Once upon a time, there was old media. It was reported, edited, top-edited, copy-edited, and fact-checked. It was good.
And there was new media. It was fast, hungry, loosely edited, quick to fix the mistakes it often made. It was good enough.
For a while, readers and journalists alike seemed willing to accept that there might be different standards. People expected less of digital in the early days; it was, everyone said, “just the web." Accuracy and fairness and good writing and smart design—all that mattered, of course, but it was sometimes hard to square those demands with the implications of everyone’s favorite analogy, that the web was “the wild west.”
These days, the web seems a bit less wild and more polished. Everywhere you look, there are signs that publishers are importing traditional journalism values to the constantly shifting digital environment. The web continues to do what it does better than print—delivering on-the-minute stories with a conversational tone to an always-connected audience—and the blog post, as one distinct unit of digital journalism, still offers what Andrew Sullivan called in 2008 “the spontaneous expression of instantaneous thought…accountable in immediate and unavoidable ways to readers.” But increasingly, digital journalism does its business while embracing certain core beliefs typically associated with old media.
Take design. As recently as five years ago, the web was mostly text. Rivers and rivers of text, without much thought given to breaking up the grey. Over time, digital publishers discovered that even a little bit of old-media design love—a sharp photo or illustration, a crisp chart or map, a well-crafted pull quote—can make a story more appealing (and more shareable in social media).
Then came Snowfall. That, of course, refers to the digital treatment that the New York Times gave to its 10,000-word story in December 2012 on 16 skiers caught in an avalanche in Washington state’s Cascade Mountains, three of whom died. The article, with its panoramic photos, embedded videos, interactive satellite maps, slideshows, and sidebars, set a standard for splashy web treatment of a big story. (Or, as some have argued, not such a big story.)
Within weeks, snowfall became, in a kind of comic-desperate way, part of the vocabulary in digital circles, as publishers sought to create their own snowfalls and advertisers asked to be adjacent to (or integrated within) snowfall stories. Of course, few publishers have the multimedia and developer resources to pull off this treatment; even the Times has been understandably stingy about doing the full snowfall for more than a couple of stories. Still, more and more outlets are creating their versions of this type of digital storytelling. From ESPN and Rolling Stone to Pitchfork and The Verge, the results can be impressive.
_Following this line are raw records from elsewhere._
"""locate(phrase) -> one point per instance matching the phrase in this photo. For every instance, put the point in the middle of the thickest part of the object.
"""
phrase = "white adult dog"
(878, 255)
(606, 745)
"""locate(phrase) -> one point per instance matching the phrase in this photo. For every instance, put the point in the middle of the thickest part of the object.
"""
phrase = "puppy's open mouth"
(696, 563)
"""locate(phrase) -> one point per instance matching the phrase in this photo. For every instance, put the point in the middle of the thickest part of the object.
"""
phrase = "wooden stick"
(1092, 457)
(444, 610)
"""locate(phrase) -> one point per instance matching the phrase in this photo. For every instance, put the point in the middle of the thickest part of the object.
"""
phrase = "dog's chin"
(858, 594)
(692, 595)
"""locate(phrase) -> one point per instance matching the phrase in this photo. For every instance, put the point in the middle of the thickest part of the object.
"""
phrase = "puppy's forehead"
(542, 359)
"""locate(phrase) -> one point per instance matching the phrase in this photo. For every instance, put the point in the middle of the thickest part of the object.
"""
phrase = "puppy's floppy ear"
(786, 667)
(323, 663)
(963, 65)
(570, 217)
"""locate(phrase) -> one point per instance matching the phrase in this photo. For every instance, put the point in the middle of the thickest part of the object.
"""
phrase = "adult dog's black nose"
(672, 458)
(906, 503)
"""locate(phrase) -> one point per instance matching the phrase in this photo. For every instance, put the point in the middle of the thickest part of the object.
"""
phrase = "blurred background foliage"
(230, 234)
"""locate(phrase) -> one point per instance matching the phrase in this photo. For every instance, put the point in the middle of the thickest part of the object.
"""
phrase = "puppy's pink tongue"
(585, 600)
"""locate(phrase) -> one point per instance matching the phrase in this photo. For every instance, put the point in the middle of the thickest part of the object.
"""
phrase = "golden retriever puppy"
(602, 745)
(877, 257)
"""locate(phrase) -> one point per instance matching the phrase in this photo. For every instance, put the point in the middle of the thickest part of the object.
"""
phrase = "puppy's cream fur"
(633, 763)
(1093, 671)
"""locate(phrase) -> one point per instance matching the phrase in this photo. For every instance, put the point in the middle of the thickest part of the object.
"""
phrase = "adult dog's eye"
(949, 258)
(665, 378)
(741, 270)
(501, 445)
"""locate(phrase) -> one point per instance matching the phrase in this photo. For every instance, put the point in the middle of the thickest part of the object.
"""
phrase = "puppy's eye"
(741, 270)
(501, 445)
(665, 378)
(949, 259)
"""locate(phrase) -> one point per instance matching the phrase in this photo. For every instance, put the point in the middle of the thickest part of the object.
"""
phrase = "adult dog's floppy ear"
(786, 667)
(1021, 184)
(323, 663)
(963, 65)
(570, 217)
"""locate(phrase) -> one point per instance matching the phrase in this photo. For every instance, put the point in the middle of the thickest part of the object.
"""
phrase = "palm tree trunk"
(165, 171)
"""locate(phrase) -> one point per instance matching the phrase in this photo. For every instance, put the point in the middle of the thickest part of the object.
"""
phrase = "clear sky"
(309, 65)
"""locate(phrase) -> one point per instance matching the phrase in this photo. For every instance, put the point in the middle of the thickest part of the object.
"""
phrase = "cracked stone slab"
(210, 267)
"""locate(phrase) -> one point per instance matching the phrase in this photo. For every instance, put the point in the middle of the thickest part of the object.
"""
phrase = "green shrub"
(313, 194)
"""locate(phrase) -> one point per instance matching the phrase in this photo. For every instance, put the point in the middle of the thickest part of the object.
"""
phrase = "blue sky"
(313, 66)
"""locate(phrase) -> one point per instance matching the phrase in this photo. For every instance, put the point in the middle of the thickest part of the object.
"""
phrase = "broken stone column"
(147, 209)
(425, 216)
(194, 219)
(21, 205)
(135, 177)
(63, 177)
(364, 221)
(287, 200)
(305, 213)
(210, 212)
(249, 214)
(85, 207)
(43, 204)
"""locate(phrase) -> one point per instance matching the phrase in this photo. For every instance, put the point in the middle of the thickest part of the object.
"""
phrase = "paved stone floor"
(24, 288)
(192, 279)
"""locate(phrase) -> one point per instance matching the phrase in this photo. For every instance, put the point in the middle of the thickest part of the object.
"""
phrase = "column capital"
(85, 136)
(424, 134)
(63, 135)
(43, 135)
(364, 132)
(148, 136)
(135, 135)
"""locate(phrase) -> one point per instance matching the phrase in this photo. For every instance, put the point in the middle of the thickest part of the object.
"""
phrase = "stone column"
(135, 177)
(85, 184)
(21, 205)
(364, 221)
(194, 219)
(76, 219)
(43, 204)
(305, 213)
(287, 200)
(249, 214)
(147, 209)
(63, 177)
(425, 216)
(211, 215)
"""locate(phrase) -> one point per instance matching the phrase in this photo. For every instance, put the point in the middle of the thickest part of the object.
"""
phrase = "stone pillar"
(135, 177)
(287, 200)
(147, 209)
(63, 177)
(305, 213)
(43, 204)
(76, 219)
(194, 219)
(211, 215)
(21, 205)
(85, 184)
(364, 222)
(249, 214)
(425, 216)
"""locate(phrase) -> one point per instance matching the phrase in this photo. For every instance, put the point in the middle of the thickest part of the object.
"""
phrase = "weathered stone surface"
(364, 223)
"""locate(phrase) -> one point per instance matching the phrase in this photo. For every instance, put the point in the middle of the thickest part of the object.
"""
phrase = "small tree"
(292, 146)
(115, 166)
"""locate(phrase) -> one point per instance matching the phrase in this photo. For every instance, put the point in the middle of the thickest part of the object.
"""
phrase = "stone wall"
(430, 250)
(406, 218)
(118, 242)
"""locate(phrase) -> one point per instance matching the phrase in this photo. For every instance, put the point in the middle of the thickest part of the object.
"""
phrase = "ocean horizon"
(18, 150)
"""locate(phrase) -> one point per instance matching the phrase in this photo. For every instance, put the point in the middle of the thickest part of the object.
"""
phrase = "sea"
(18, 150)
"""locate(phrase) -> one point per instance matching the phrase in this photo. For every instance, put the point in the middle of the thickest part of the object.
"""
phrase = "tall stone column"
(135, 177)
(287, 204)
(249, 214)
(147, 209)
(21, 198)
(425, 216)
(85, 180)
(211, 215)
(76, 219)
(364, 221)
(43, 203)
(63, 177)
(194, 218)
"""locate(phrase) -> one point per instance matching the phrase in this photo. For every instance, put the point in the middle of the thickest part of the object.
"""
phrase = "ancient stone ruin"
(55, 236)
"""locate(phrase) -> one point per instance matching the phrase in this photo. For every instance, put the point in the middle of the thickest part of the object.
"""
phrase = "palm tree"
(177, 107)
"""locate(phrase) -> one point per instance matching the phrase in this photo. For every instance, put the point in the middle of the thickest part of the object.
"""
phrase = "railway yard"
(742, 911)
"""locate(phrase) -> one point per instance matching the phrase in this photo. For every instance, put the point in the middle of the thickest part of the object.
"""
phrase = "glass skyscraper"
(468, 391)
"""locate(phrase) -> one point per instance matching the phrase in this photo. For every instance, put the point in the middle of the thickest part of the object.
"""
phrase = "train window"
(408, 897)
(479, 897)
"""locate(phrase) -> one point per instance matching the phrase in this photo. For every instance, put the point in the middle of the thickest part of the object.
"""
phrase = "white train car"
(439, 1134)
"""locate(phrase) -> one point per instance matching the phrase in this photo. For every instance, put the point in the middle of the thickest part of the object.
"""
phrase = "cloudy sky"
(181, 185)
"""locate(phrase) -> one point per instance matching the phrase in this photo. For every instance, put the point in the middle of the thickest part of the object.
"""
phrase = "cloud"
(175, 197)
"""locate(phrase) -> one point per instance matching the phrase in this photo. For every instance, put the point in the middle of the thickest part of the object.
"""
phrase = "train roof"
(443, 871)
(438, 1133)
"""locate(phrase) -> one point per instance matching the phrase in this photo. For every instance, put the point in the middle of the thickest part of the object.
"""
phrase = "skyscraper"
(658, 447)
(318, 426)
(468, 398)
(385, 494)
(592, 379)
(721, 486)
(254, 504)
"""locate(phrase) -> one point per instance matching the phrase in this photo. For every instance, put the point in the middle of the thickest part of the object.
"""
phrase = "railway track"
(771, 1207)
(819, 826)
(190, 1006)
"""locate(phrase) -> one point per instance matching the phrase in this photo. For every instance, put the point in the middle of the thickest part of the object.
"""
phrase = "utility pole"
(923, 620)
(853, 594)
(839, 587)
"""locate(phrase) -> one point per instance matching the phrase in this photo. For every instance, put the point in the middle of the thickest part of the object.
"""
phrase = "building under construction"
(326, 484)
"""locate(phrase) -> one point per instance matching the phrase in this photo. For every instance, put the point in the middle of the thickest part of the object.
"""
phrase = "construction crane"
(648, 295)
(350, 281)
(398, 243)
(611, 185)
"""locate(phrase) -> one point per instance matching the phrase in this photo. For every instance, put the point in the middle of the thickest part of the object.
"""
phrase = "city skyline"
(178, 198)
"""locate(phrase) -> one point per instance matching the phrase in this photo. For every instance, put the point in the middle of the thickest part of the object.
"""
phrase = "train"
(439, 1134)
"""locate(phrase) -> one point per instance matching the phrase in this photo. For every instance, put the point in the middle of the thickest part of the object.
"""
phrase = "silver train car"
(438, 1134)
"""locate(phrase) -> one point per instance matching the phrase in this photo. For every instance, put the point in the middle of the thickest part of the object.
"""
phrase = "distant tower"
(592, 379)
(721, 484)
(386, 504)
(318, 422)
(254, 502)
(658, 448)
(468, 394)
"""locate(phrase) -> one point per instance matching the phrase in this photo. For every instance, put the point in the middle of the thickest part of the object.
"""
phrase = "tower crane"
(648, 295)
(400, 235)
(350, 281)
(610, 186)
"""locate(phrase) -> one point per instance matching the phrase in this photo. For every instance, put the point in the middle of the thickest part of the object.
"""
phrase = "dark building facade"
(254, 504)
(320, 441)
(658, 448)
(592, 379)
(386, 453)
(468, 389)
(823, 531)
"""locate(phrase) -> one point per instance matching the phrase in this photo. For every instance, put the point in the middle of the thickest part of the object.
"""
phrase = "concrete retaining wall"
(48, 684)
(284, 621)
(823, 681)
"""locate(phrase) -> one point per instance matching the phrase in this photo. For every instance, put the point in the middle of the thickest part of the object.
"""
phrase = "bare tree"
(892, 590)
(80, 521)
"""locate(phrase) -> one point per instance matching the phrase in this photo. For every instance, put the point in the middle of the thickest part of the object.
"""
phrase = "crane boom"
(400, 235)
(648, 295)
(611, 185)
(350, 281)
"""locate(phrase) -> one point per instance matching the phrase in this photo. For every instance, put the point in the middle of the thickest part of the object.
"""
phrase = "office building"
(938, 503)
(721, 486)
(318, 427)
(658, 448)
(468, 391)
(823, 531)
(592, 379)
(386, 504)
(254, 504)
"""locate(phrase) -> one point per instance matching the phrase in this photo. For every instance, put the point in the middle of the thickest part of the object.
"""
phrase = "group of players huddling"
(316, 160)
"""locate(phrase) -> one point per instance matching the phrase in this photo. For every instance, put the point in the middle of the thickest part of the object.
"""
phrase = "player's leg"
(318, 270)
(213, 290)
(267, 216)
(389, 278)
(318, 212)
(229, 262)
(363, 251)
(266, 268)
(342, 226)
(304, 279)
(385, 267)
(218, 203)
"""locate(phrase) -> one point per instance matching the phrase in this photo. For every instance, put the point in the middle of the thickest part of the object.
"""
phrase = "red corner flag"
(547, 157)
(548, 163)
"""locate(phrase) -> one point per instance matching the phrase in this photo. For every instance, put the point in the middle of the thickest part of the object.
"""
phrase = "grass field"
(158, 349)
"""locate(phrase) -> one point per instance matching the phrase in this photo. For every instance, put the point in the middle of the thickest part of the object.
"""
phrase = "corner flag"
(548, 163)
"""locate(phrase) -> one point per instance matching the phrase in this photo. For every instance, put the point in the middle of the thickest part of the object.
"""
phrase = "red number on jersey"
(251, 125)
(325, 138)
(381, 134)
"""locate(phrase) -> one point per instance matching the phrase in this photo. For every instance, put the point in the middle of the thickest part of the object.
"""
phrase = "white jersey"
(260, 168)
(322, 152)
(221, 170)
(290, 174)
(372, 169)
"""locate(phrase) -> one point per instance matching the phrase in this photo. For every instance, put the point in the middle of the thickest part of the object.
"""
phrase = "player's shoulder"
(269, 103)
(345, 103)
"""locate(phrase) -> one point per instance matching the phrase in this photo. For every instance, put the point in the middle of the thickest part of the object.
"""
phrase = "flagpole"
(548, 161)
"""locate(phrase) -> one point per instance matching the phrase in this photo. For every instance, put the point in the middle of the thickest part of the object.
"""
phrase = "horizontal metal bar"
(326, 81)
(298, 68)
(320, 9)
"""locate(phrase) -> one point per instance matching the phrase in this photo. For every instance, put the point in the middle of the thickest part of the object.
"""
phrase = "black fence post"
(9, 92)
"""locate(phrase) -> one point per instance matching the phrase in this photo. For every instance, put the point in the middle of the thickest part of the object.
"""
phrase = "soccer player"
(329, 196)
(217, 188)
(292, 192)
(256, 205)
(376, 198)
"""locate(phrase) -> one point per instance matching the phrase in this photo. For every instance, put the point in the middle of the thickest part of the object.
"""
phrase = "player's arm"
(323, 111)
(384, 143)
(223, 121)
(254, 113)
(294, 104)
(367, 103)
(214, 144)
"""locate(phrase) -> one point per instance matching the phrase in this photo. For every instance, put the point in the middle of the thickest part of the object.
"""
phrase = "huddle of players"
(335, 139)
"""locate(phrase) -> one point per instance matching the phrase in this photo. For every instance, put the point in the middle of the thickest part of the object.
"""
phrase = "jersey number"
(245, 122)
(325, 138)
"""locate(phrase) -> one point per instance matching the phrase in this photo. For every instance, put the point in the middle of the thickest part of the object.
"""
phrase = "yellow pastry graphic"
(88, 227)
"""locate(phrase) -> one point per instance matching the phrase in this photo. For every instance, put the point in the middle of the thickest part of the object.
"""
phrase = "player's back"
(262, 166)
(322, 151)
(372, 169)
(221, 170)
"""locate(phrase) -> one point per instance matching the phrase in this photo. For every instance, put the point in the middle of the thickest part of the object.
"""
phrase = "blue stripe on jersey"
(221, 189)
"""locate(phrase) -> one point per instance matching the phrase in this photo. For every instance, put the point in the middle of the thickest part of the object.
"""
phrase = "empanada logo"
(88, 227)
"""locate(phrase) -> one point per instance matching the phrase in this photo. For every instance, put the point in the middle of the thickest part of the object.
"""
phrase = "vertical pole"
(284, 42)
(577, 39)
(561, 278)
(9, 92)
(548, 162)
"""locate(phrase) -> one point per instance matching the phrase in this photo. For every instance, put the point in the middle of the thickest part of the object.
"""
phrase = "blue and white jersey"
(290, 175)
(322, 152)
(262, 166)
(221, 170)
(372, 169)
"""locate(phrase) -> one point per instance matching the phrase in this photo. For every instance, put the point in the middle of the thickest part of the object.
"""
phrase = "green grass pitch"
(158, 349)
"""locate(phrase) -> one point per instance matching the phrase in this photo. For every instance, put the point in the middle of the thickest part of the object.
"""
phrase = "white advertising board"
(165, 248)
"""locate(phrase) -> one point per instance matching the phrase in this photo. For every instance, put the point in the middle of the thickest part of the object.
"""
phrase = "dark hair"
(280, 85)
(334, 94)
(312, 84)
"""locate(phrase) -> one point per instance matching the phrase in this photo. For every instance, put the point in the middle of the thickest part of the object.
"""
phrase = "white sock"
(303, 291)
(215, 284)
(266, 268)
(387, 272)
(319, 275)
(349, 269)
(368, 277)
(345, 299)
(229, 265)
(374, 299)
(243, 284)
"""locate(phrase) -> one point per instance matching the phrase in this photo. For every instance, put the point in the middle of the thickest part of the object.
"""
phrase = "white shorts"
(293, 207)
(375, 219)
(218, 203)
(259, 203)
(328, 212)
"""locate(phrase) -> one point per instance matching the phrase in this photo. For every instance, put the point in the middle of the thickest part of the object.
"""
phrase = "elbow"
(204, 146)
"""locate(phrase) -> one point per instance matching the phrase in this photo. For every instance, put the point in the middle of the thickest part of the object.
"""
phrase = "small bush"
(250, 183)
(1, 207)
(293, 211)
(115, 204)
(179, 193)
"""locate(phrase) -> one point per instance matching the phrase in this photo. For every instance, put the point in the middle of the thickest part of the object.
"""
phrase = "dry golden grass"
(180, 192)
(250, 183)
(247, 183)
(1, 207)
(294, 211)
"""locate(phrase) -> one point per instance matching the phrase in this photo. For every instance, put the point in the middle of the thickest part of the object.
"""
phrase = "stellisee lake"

It won’t be possible for digital publishers to bring this kind of ambition to every web story, but of course that’s not the goal. Even the glossiest of magazines reserves the most resourceful design for cover stories and other major features, while front-of-the-book stories rely on templates. The point is that enterprising treatment in the service of storytelling, once the province of print, has edged into the digital mainstream.